The plot of the film is wholly predictable. The avenging hero ends up involuntarily paired with the lone-wolf undercover detective attempting to clean up the city, rescue Lieto's sister from the Scarface-channeling drug kingpin, and stop the bad guys from deploying a hijacked nuclear weapon against the still-civilized parts of Paris. But, in good dystopian form, it turns out that the real bad guys are employed by the government itself, which has decided to wipe out the population of B13 because it has "run out of ideas" about how to bring it back under control.
Don't go to this film for the plot. The remarkable parts of this movie are the action sequences. The stunts are ostensibly performed live, by the actors themselves, with no CGI interventions. And they are amazing.
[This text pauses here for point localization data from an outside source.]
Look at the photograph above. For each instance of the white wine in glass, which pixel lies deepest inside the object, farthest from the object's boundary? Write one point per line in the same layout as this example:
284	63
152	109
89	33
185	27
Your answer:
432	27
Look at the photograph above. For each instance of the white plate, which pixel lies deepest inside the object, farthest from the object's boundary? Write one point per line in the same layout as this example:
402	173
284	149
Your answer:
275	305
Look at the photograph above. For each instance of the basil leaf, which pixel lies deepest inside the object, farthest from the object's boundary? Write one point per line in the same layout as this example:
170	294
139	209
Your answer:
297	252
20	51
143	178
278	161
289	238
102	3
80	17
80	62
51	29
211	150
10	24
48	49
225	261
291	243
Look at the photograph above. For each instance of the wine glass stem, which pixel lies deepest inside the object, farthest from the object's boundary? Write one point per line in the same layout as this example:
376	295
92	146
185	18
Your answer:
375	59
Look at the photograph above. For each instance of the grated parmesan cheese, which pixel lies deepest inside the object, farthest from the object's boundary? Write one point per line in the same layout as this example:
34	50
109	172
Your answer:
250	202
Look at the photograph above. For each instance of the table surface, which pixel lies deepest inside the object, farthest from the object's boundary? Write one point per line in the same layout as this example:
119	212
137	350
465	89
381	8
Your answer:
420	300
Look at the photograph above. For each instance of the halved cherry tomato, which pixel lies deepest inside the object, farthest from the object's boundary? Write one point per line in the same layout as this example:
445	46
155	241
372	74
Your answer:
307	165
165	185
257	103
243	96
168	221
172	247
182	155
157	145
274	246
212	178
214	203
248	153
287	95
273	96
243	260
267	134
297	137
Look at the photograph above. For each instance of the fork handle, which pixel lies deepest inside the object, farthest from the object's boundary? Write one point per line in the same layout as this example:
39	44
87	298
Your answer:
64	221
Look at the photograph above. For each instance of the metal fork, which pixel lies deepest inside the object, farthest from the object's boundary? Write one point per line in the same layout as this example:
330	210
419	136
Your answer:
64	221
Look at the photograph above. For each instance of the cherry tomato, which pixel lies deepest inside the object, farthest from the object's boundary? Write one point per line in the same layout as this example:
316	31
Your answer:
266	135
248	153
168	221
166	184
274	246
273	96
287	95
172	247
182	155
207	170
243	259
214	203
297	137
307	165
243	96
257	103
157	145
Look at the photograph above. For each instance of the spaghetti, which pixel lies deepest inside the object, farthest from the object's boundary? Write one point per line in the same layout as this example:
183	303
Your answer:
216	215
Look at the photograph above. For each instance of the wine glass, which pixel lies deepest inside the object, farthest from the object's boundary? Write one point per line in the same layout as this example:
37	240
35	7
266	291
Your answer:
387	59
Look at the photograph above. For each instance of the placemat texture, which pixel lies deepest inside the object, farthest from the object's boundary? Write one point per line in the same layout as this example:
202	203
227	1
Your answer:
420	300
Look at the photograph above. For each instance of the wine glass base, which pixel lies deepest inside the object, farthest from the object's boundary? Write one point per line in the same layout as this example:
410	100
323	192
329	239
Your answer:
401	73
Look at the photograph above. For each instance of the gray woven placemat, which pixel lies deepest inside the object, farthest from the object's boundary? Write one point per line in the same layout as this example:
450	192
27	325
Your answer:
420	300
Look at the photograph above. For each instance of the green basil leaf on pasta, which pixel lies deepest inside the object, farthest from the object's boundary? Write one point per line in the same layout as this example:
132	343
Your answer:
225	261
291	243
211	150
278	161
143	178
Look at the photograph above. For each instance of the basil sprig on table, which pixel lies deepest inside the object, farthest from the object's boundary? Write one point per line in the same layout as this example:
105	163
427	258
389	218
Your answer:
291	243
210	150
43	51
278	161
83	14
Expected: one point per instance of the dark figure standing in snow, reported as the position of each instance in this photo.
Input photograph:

This film is said to exemplify the French discipline parkour, a kind of urban running that focuses on the synergistic potential of human movement and the physical environment. So walls exist to be bounced off of, scaled or walked up; speeding cars to be climbed, deflected, and jumped; and tables to be scaled, stood on, and used as leverage. It looks really cool. If you are particularly sensitive to the jerks, jumps, and color inconsistencies of even high quality CGI and green screen action then this movie will be a breath of fresh air. More than anything, the action sequences remind me of old Jackie Chan action movies from his pre-Hollywood Hong Kong days. When these guys jump a car, they actually jump the freakin' car. Cool. Plus the soundtrack has an understated techno vibe that lends the action a kind of balletic grace. It doesn't amp up the action so much as it abstracts away from the action to the acts themselves.
The film was originally released in 2004. Its sequel is being screened at Starz this month.
My favorite moment in the film: While the protagonists are figuring out that the bomb was actually placed in B13 by the French authorities to wipe out the impoverished (and notably darkish) people imprisoned behind the nearly impenetrable walls of their suburban ghetto , Lieto calculates that even the timing of the appearance of the bomb is suspicious. It turns up in B13 on September 7, just in time to catch everyone back in the city from their summer holiday. Apparently even after the meltdown of civil society Parisians will still get their statutory minimum of 30 days holiday. And all of them will take it in August.